The use of rodent models to investigate host-bacteria interactions related to periodontal diseases

Abstract

Even though animal models have limitations, they are often superior to in vitro or clinical studies in addressing mechanistic questions and serve as an essential link between hypotheses and human patients. Periodontal disease can be viewed as a process that involves four major stages: bacterial colonization, invasion, induction of a destructive host response in connective tissue and a repair process that reduces the extent of tissue breakdown. Animal studies should be evaluated in terms of their capacity to test specific hypotheses rather than their fidelity to all aspects of periodontal disease initiation and progression. Thus, each of the models described below can be adapted to test discrete components of these four major steps, but not all of them. This review describes five different animal models that are appropriate for examining components of host-bacteria interactions that can lead to breakdown of hard and soft connective tissue or conditions that limit its repair as follows: the mouse calvarial model, murine oral gavage models with or without adoptive transfer of human lymphocytes, rat ligature model and rat Aggregatibacter actinomycetemcomitans feeding model.

Fig 1

Use of the calvarial model to demonstrate that P. gingivalis-induced osteoclastogenesis in vivo is largely modulated through TNF. P. gingivalis or vehicle alone was inoculated into the scalp of TNFRp55^-/-/p75 ^-/- or control mice.
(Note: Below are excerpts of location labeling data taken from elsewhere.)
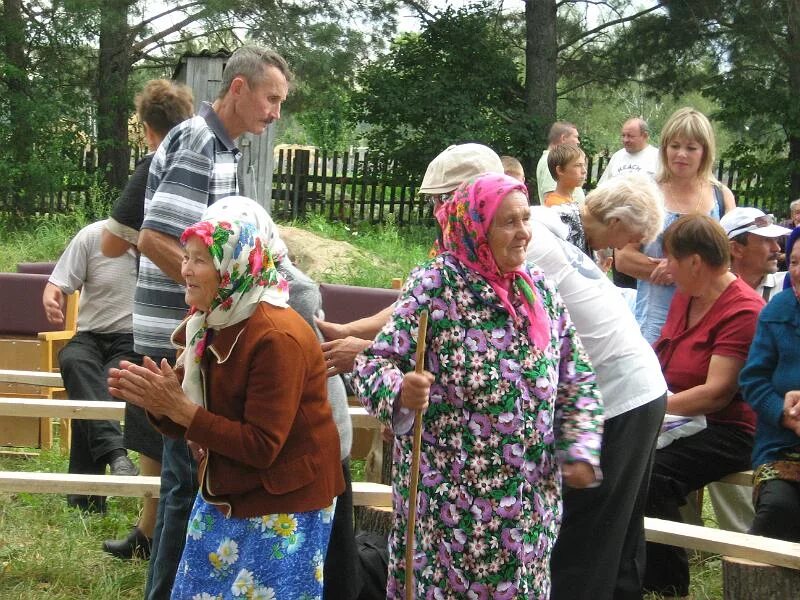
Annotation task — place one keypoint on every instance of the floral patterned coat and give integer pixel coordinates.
(501, 416)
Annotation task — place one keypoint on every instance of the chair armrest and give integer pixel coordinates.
(55, 336)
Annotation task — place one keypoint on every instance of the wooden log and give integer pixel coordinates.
(374, 519)
(744, 579)
(364, 493)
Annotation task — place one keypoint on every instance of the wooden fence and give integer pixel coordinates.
(358, 187)
(344, 186)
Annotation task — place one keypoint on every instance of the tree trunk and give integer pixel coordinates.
(793, 122)
(21, 141)
(743, 579)
(112, 92)
(540, 73)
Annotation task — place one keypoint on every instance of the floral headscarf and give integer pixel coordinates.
(247, 277)
(790, 241)
(465, 221)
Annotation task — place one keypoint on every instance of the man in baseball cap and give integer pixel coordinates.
(753, 238)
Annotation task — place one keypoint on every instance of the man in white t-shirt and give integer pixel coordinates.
(636, 155)
(103, 338)
(602, 535)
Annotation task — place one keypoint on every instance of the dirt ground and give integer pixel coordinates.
(317, 256)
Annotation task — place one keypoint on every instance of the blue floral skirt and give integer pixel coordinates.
(274, 556)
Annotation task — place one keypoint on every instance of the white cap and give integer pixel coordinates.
(746, 219)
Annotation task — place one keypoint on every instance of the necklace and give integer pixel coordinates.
(679, 200)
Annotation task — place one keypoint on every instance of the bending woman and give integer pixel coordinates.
(504, 366)
(769, 380)
(249, 394)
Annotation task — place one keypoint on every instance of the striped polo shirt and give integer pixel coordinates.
(193, 167)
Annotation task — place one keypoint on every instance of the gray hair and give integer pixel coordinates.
(250, 62)
(558, 130)
(644, 128)
(634, 199)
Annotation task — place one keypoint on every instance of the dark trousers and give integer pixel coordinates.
(84, 364)
(340, 576)
(778, 511)
(684, 466)
(599, 553)
(177, 493)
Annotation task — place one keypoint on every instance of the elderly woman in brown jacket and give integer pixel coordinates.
(249, 393)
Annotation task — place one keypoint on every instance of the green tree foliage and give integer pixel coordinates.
(745, 56)
(456, 81)
(44, 105)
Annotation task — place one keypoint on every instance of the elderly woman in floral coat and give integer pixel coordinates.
(510, 404)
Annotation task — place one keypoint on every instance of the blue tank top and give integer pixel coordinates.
(652, 300)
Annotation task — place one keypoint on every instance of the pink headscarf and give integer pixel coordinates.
(465, 220)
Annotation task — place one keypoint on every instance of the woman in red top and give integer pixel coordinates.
(702, 348)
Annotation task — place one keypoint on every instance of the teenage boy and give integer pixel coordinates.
(567, 165)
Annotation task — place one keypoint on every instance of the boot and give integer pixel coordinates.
(136, 544)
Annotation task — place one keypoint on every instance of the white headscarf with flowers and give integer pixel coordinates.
(247, 277)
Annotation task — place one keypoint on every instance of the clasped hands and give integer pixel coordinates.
(153, 387)
(791, 411)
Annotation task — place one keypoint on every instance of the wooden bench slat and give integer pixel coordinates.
(69, 483)
(727, 543)
(31, 378)
(365, 493)
(62, 409)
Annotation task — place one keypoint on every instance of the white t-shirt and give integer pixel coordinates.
(106, 284)
(623, 162)
(628, 372)
(771, 284)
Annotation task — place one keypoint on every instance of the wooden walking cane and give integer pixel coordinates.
(414, 474)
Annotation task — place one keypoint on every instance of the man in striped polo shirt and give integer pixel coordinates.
(193, 167)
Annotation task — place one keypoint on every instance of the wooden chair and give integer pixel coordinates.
(51, 344)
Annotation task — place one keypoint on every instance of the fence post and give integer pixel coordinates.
(299, 182)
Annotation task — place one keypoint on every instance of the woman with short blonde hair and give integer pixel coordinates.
(686, 157)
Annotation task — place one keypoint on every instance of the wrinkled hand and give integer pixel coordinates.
(416, 389)
(198, 452)
(340, 355)
(660, 276)
(152, 387)
(54, 301)
(578, 474)
(791, 411)
(331, 331)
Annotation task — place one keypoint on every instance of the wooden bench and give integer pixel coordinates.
(364, 493)
(26, 341)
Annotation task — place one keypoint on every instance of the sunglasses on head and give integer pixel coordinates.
(759, 222)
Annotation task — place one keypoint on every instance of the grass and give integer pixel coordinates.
(48, 550)
(389, 251)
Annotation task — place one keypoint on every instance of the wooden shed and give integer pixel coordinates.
(203, 73)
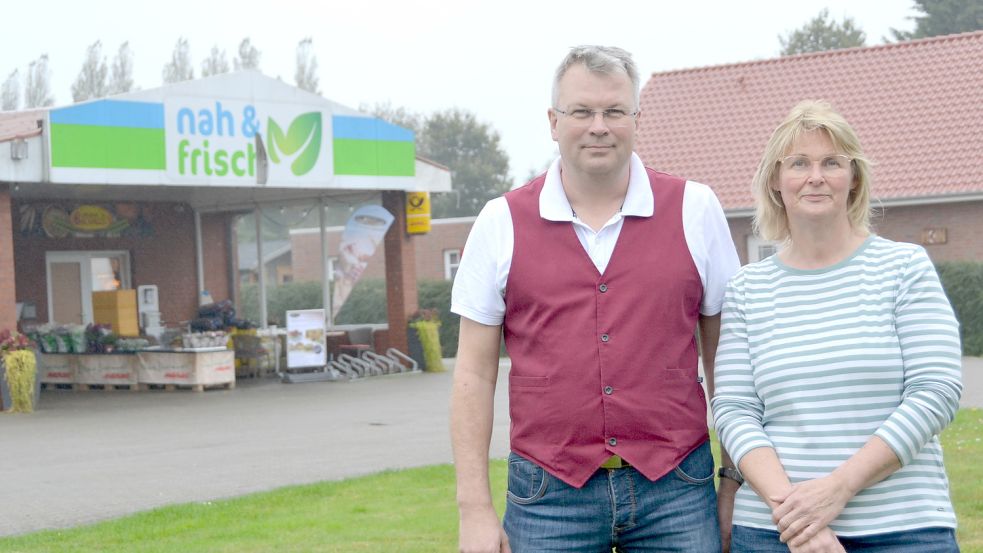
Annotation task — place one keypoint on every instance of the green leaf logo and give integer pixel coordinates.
(304, 136)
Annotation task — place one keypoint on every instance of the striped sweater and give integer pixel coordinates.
(814, 362)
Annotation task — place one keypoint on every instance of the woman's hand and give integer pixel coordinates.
(809, 508)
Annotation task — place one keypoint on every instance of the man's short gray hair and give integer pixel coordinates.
(598, 59)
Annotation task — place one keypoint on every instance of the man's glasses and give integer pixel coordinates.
(613, 117)
(830, 166)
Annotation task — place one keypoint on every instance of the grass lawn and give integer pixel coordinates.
(405, 511)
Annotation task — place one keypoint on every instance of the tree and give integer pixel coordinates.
(121, 80)
(398, 116)
(10, 92)
(37, 87)
(943, 17)
(821, 34)
(470, 149)
(248, 57)
(306, 74)
(215, 63)
(179, 68)
(91, 82)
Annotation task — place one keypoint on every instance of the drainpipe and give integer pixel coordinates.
(260, 268)
(325, 276)
(199, 255)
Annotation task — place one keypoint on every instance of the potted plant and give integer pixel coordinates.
(425, 327)
(20, 388)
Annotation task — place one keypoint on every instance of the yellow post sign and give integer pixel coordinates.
(417, 212)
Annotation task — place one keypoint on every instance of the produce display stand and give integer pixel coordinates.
(193, 369)
(57, 369)
(106, 371)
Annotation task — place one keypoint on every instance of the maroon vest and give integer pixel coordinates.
(603, 364)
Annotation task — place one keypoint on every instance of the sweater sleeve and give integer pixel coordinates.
(929, 338)
(737, 409)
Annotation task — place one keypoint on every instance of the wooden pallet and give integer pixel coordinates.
(59, 386)
(106, 387)
(187, 387)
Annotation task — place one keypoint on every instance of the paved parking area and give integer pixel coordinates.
(89, 456)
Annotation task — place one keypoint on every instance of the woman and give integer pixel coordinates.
(838, 363)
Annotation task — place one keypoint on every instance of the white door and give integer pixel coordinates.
(73, 276)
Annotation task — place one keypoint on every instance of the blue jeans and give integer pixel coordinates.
(925, 540)
(616, 508)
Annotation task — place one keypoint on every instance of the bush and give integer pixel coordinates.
(436, 294)
(963, 284)
(366, 304)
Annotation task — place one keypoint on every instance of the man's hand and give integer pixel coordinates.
(809, 507)
(823, 542)
(481, 532)
(726, 492)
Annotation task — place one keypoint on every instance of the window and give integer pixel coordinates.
(452, 258)
(332, 267)
(758, 249)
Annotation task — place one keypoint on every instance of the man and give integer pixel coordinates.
(597, 274)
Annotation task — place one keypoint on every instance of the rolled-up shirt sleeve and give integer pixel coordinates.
(737, 410)
(928, 334)
(479, 285)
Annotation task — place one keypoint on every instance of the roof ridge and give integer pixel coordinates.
(826, 53)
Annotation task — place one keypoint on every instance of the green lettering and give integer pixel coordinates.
(236, 158)
(221, 163)
(251, 152)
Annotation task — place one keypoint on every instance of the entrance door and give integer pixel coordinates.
(65, 291)
(73, 276)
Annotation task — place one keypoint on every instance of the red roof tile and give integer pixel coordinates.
(917, 106)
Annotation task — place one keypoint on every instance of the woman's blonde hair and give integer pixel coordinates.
(770, 219)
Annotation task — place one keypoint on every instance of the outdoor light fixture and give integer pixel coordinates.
(18, 149)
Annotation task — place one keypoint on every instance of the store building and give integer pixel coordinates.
(143, 188)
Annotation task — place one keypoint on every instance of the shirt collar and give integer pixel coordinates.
(554, 205)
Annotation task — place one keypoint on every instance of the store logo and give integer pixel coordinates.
(302, 142)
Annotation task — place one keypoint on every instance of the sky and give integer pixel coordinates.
(493, 58)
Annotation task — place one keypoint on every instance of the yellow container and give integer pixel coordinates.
(117, 308)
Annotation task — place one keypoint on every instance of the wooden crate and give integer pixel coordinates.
(107, 370)
(194, 370)
(57, 368)
(117, 308)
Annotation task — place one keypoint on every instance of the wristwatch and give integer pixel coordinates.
(732, 473)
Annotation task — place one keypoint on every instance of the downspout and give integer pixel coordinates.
(260, 267)
(325, 276)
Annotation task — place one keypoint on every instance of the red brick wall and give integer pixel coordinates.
(963, 223)
(165, 258)
(401, 294)
(8, 296)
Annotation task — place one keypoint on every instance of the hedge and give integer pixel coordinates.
(963, 284)
(366, 305)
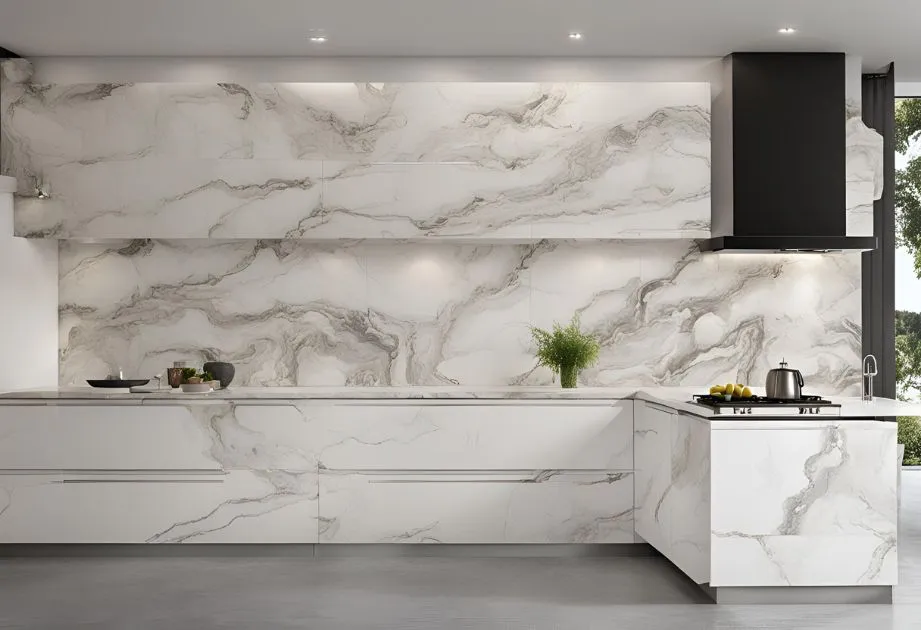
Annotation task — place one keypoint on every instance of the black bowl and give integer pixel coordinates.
(115, 383)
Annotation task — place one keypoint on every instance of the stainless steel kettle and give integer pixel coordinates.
(784, 383)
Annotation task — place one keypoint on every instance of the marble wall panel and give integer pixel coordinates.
(398, 313)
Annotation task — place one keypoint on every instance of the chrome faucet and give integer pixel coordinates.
(868, 374)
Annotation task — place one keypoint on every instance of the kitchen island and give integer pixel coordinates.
(742, 506)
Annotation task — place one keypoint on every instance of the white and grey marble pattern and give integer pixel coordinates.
(864, 175)
(293, 313)
(820, 506)
(672, 494)
(318, 161)
(536, 507)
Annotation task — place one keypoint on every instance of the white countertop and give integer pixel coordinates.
(77, 394)
(678, 398)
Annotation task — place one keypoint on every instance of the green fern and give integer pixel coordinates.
(566, 350)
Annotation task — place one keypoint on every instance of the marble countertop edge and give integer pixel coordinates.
(677, 398)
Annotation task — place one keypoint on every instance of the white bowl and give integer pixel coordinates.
(196, 388)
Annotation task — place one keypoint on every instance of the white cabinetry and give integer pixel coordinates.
(304, 471)
(477, 436)
(673, 486)
(543, 507)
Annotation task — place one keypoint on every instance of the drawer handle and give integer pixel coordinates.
(113, 471)
(117, 480)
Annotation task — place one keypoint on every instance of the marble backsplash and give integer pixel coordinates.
(408, 313)
(509, 161)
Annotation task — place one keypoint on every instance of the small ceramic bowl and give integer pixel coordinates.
(196, 388)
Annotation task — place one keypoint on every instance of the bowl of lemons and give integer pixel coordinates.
(732, 390)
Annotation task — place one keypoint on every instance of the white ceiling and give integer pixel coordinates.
(878, 30)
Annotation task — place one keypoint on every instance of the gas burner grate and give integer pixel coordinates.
(759, 401)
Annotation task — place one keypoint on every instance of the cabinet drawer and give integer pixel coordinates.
(518, 507)
(103, 437)
(477, 437)
(240, 507)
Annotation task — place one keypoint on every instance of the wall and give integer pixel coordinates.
(28, 305)
(292, 311)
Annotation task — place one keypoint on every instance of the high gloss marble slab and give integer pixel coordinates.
(864, 175)
(285, 395)
(397, 314)
(805, 507)
(317, 161)
(672, 497)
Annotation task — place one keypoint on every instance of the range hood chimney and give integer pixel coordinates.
(778, 155)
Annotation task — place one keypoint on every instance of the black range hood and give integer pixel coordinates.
(778, 155)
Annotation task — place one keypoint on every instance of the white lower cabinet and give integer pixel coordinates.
(507, 507)
(239, 507)
(476, 436)
(673, 487)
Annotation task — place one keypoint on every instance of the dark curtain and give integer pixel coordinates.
(879, 265)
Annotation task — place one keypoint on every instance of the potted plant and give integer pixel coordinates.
(565, 350)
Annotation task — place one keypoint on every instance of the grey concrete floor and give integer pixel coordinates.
(414, 593)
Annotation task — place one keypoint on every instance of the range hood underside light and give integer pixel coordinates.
(788, 244)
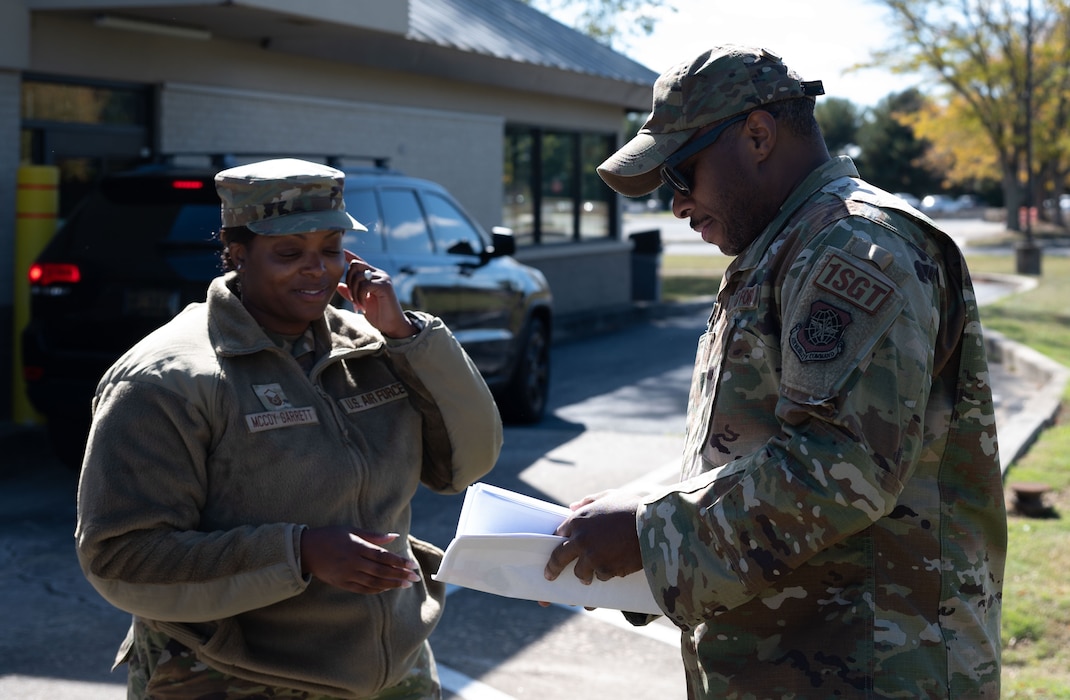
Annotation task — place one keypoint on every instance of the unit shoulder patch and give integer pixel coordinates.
(864, 288)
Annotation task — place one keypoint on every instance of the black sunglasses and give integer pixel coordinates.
(674, 178)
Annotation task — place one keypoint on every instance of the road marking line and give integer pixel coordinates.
(468, 688)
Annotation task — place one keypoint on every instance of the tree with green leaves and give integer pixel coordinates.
(999, 61)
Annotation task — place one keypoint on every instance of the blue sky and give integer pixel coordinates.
(820, 39)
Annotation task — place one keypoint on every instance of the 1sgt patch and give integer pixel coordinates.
(861, 288)
(820, 337)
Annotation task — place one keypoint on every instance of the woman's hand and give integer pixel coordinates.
(354, 560)
(371, 291)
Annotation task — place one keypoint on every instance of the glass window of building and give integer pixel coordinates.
(552, 192)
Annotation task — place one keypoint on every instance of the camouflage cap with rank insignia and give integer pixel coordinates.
(717, 85)
(285, 196)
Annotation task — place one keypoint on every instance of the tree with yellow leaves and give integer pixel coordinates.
(1003, 66)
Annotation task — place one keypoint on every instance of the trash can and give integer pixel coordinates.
(645, 260)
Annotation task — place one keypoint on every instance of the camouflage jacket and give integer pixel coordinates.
(839, 529)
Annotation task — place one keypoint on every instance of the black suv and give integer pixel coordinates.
(141, 246)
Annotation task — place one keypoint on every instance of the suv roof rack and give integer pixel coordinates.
(231, 158)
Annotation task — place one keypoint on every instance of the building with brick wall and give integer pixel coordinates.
(504, 106)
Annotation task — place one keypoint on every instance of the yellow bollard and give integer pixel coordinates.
(36, 208)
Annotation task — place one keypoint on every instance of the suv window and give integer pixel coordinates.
(452, 230)
(403, 223)
(362, 206)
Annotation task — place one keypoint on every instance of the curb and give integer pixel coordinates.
(1044, 382)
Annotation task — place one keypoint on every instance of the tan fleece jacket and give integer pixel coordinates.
(211, 451)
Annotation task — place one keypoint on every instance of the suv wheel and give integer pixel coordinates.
(523, 400)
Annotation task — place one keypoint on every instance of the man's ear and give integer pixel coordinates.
(760, 131)
(237, 253)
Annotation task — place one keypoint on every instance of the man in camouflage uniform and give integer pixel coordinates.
(839, 529)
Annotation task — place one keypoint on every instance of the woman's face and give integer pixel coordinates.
(288, 280)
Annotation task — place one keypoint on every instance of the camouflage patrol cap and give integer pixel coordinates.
(284, 196)
(718, 84)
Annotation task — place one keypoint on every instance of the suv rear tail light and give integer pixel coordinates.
(43, 274)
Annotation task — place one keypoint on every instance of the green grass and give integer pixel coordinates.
(1036, 604)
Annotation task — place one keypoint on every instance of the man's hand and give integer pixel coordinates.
(601, 538)
(353, 560)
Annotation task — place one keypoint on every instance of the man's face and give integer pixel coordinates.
(288, 280)
(725, 203)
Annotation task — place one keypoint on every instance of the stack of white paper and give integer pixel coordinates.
(503, 543)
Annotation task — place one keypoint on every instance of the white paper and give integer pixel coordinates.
(503, 543)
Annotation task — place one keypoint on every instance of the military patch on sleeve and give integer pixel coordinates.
(820, 337)
(834, 318)
(865, 289)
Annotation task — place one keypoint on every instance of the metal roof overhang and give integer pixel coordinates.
(337, 30)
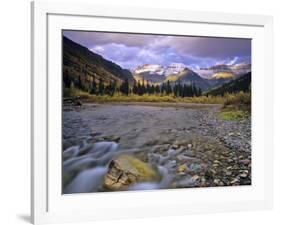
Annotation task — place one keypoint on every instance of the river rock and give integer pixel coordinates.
(126, 170)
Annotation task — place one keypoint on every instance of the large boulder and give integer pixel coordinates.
(126, 170)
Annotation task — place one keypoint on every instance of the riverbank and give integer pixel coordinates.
(189, 142)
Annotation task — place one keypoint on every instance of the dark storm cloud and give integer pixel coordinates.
(131, 50)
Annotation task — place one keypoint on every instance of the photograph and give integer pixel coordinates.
(144, 111)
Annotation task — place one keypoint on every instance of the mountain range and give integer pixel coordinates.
(82, 66)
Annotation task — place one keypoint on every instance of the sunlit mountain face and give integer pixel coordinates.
(165, 54)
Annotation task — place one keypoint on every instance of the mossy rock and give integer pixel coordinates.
(126, 170)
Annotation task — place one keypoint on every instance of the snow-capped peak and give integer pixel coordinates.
(151, 68)
(173, 68)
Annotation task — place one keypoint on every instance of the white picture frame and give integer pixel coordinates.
(48, 205)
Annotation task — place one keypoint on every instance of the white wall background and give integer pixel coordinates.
(15, 109)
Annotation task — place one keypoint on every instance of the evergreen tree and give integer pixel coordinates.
(124, 88)
(101, 87)
(94, 87)
(168, 88)
(66, 79)
(157, 89)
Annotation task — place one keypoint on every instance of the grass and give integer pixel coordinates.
(233, 115)
(235, 106)
(86, 97)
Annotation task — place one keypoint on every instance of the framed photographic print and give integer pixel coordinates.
(149, 112)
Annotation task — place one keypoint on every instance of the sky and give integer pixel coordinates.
(132, 50)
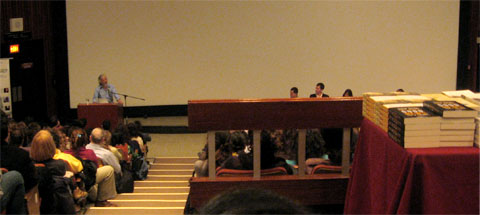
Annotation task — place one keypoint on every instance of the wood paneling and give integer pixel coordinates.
(307, 190)
(342, 112)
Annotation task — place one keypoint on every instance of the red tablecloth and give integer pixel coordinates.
(387, 178)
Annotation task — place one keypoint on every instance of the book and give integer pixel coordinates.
(459, 132)
(450, 109)
(456, 144)
(413, 115)
(416, 142)
(456, 138)
(457, 93)
(475, 98)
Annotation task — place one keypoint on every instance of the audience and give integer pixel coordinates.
(54, 175)
(319, 91)
(105, 155)
(251, 201)
(293, 92)
(14, 158)
(13, 193)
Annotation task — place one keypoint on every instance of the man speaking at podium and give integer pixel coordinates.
(105, 92)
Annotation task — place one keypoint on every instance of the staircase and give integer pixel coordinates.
(164, 191)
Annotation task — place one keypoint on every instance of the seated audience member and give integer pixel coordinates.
(201, 165)
(75, 165)
(119, 142)
(33, 128)
(315, 150)
(319, 91)
(251, 201)
(347, 93)
(14, 158)
(294, 92)
(54, 122)
(104, 188)
(106, 125)
(58, 200)
(107, 145)
(13, 193)
(244, 160)
(107, 157)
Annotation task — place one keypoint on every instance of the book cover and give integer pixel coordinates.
(413, 115)
(450, 109)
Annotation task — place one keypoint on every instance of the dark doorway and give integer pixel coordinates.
(27, 80)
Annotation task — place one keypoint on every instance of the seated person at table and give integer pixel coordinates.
(105, 91)
(201, 165)
(319, 91)
(251, 201)
(244, 159)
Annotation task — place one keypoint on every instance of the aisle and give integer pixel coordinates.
(164, 191)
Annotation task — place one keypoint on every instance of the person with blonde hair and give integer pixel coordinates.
(53, 175)
(105, 91)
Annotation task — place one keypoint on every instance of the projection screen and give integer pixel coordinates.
(169, 52)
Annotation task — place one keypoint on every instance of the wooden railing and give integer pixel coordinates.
(258, 114)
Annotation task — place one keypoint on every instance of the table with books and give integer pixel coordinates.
(387, 178)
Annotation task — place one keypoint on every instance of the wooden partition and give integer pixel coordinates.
(96, 113)
(258, 114)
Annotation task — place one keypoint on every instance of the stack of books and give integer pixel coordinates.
(476, 141)
(375, 105)
(457, 126)
(414, 127)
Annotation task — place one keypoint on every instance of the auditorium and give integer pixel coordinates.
(113, 107)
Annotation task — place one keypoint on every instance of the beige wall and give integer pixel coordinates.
(171, 51)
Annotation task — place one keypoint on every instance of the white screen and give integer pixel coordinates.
(169, 52)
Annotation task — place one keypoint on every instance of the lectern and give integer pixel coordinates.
(97, 113)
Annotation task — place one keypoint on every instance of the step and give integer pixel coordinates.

Osteoclasts were identified as TRAP positive multinucleated cells lining bone and quantified from sections taken five days after P. gingivalis inoculation. * indicates p<0.05 for P.g. vs. vehicle alone, ** indicates p<0.05 for TNFR^-/- vs. WT. This figure was previously published in (Graves, et al., 2001).

Fig 2

Control of alveolar bone loss by A. actinomycetemcomitans ( A.a)-reactive CD4⁺T-cells. Groups of mice as indicated were either left untreated or inoculated with A.a. CD4⁺T, CD8⁺T, or B cells were depleted from mice using antibody and complement as described (Teng et al. 2000). Data shown are the mean (± SD) of alveolar bone loss by time up to 8 weeks, expressed as % of bone loss detected in positive control, A.a-infected BALB/c mice (as 100%). Group I, sham-infected, nondepleted NOD/SCID mice (n = 10); group II, A.a-infected, nondepleted HuPBL-NOD/SCID mice (n = 32); group III, A.a-infected, CD4⁺T cell-depleted NOD/SCID mice (n = 20); group IV, sham-infected, CD4⁺T cell-depleted NOD/SCID mice (n = 9); group V, A.a-infected, CD8⁺T cell-depleted NOD/SCID mice (n = 12); group VI, A.a-infected, B cell-depleted NOD/SCID mice (n = 16); group VII, A.a-infected NOD/SCID mice bearing adoptively transferred A.a-reactive CD4⁺T cells (AT-CD4T) plus autologous MO/MQ as APCs (n = 10); group VIII, A.a-infected NOD/SCID mice bearing adoptively transferred autologous MO/MQ as APCs (irr-APC; n = 6). Statistical differences for bone loss between group III and groups II, IV, V, and VI were significant (p<0.005).

Fig 3

Periodontal bone loss in the oral gavage model. Assessment of bone levels is made by measuring the distance from the cementoenamel junction (CEJ) to the alveolar bone crest (ABC) at the seven indicated buccal sites on the three molars on the left side and the symmetrical seven sites on the right side of the maxilla. To determine bone loss, the 14-site total CEJ-ABC distance for each infected mouse is subtracted from the mean CEJ-ABC distance from the group of sham-infected mice. (A) Sham-infected BALB/cByJ mouse (B) P. gingivalis-infected BALB/cByJ mouse demonstrating increased CEJ-ABC distances at the molar sites, compared to sham infection. (C) Sham-infected C57BL/6J mouse (D) P. gingivalis-infected C57BL/6J mouse demonstrating negligible bone loss compared to sham infection, due to genetically-determined resistance to bone loss. Originally published by Baker PJ, Dixon M, Roopenian DC, 2000.

Fig. 4

Time line for studying A. actinomycetemcomitans colonization and bone loss in the rat.

Fig 5

Diabetes inhibits reparative alveolar bone formation following resorption. To induce periodontal bone loss ligatures were placed around the second molar teeth of type 2 diabetic (ZDF) and normoglycemic matched littermates. After 7 days ligatures were removed which allowed coupling to proceed involving the formation of new bone. The amount of bone formed following resorption was significantly less in the diabetic group suggesting that net bone loss may be greater in the diabetic group due to the failure to form new alveolar bone following an episode or resorption. * indicates significant difference between diabetic and normoglycemic control rats (P<0.05). This figure was previously published (Liu, et al., 2006b).